「ただの歴史映画ではない」沈黙 サイレンス てんりゅうさんの映画レビュー(感想・評価)
ただの歴史映画ではない
◯よかったところ
日本の野蛮で閉鎖的なお国柄と残虐性ばかりを強調する欧米人目線の映画かと思ったが、そうではなかった。
イエズス会が正義ではなく、「イエスの教えこそが正しい」という一方的で傲慢な考えがあったことに触れていた。
日本の奉行もただ感情的に異文化を排除している悪ではなく、奉行なりの信念があることが描かれていてよかった。
「私はキリスト教を否定しているわけではない。日本には日本固有の信仰がある。歪んだ形で伝わったあなた方の信仰は毒でしかない」と。たしかに考えの押し付けは、現代でも紛争の種になっていると感じる。
だが、だからといって大量虐殺が許されるわけではない。
宗教・信仰の話というと多くの日本の人には他人事というか、オウム真理教などの不気味なイメージもあり、あまり興味を持てないと思うが、ほんの数百年前の日本が、自分がいいと思うことをいいと言えず、みんなと同じ考え方・思想を強要される国だったことが恐ろしい。
侍の文化はかっこいい日本の代名詞だが、さらし首や拷問などやっていることは現代のテロリストと変わらない残酷な行為だった。
「キリシタン迫害」は今まで歴史の教科書のなかのひとつの単語に過ぎなかったが、これはナチスのホロコーストやポルポト政権の大粛清と変わらない「政府による大量虐殺」であって、決して今の私たちと関係ない昔話ではないと思い知らされた。
◯いまいちなところ
映画では「この国は沼地。信仰は根付かない」と語られていた。だが、司教がいなくなったあとも250年もの間、信仰を守り抜いた「隠れキリシタン」のことにも触れてほしかった。
たしかにキリスト教が正しく理解されていたかはわからないが、司教たちの教えは根付いていたと言えるのではないか。
今でも長崎には東京よりもたくさん身近に教会があり、キリスト教徒の人も身近にたくさんいる。

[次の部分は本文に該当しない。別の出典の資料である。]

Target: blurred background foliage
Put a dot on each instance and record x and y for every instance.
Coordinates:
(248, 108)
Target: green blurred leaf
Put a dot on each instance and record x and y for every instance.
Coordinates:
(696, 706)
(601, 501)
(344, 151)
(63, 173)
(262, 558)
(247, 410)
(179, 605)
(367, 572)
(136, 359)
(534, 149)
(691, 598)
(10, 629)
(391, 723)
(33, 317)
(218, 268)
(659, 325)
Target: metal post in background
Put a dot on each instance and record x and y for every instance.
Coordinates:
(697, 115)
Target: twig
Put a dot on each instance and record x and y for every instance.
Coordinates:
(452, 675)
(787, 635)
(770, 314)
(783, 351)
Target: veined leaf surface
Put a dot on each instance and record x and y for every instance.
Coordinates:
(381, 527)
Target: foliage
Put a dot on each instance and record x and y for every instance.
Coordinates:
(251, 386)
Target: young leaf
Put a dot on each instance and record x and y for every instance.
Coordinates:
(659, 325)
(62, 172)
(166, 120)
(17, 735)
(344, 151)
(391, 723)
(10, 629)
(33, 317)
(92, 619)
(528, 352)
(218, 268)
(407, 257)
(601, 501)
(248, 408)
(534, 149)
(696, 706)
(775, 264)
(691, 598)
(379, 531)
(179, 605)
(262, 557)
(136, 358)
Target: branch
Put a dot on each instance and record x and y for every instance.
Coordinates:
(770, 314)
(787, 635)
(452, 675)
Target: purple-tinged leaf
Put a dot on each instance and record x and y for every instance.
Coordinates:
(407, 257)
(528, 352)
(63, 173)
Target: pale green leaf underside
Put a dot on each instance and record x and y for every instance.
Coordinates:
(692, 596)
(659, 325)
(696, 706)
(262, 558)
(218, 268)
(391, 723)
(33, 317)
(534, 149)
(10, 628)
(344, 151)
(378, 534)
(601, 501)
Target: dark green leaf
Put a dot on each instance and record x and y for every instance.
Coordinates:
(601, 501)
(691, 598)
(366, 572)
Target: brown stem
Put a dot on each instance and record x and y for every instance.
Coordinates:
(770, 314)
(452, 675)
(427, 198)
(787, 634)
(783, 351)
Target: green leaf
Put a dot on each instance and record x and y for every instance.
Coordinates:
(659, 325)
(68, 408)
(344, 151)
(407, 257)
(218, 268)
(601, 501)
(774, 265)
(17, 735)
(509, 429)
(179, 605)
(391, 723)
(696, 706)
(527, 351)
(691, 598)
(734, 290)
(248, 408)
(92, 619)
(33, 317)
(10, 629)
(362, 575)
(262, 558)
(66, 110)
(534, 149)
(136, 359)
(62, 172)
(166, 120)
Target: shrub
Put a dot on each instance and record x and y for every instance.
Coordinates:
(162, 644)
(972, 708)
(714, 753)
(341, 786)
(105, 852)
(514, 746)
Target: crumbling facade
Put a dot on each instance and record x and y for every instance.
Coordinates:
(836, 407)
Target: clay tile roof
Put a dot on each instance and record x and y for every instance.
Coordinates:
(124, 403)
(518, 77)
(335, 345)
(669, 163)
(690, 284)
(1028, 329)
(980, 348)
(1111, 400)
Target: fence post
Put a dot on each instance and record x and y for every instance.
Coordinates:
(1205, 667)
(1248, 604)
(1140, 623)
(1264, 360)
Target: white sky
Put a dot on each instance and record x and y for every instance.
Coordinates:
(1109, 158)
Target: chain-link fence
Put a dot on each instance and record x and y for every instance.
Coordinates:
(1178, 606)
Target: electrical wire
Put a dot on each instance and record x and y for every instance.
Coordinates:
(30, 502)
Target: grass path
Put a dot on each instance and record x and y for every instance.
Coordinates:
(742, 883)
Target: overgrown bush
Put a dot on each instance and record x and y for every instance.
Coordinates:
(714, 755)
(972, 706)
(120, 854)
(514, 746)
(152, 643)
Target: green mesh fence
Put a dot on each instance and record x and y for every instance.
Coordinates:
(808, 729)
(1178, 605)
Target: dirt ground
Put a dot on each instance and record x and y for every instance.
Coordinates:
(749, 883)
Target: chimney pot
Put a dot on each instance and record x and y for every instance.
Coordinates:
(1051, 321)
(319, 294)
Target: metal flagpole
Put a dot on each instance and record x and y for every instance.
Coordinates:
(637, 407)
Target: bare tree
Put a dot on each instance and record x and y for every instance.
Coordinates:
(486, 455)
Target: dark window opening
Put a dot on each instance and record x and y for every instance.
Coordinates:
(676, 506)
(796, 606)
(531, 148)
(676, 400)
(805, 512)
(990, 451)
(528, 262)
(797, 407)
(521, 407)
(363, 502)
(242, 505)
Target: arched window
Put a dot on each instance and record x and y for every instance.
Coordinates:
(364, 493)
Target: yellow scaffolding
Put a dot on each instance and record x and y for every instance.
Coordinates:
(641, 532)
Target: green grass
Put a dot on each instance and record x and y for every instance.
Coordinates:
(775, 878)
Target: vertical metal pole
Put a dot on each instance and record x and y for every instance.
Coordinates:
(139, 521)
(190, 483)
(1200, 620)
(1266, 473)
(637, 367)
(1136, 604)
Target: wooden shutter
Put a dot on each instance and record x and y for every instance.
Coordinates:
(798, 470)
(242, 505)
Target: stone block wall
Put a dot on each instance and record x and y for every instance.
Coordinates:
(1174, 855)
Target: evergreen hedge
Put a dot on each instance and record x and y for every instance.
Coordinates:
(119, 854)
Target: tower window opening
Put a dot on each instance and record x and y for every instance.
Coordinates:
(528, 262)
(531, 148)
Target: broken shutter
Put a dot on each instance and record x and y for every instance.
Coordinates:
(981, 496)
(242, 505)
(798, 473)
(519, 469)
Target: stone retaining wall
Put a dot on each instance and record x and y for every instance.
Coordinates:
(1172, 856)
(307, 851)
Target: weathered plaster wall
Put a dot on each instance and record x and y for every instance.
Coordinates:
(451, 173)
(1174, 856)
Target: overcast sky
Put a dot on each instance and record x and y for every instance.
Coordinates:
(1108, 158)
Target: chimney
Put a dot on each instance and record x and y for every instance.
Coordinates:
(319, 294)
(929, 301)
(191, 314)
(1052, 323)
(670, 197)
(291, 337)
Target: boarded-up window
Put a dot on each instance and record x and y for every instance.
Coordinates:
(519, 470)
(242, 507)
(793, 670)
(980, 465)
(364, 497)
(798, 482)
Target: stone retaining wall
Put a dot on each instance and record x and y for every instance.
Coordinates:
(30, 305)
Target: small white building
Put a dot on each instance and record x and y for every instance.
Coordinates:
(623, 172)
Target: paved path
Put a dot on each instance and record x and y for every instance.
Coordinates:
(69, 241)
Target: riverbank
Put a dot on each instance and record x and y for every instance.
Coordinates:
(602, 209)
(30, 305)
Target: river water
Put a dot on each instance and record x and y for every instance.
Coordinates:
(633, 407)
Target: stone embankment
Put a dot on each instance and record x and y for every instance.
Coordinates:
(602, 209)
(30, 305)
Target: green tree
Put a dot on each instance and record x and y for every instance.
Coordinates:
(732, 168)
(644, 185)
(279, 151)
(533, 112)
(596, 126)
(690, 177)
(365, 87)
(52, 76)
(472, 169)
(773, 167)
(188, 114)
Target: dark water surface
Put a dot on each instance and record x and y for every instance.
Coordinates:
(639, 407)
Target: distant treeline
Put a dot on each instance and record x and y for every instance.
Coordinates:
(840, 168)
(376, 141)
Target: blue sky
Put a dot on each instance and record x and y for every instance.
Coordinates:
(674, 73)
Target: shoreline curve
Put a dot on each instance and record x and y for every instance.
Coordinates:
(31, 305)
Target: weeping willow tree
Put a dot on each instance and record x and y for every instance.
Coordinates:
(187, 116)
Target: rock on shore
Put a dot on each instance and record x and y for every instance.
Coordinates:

最後のシーンは、主人公が何度棄教の誓いをさせられ神を捨てたと口では言っていても、心の中は誰にも犯されなかった、と希望を持たせたかったのだろうが、
それなら数百年後にまた宣教師が日本を訪れ、長崎でもう存在しないはずだった信徒を見つけるという「信徒発見」まで描いて、司教のように「生きること」が弾圧がない未来への希望として終わってほしかった。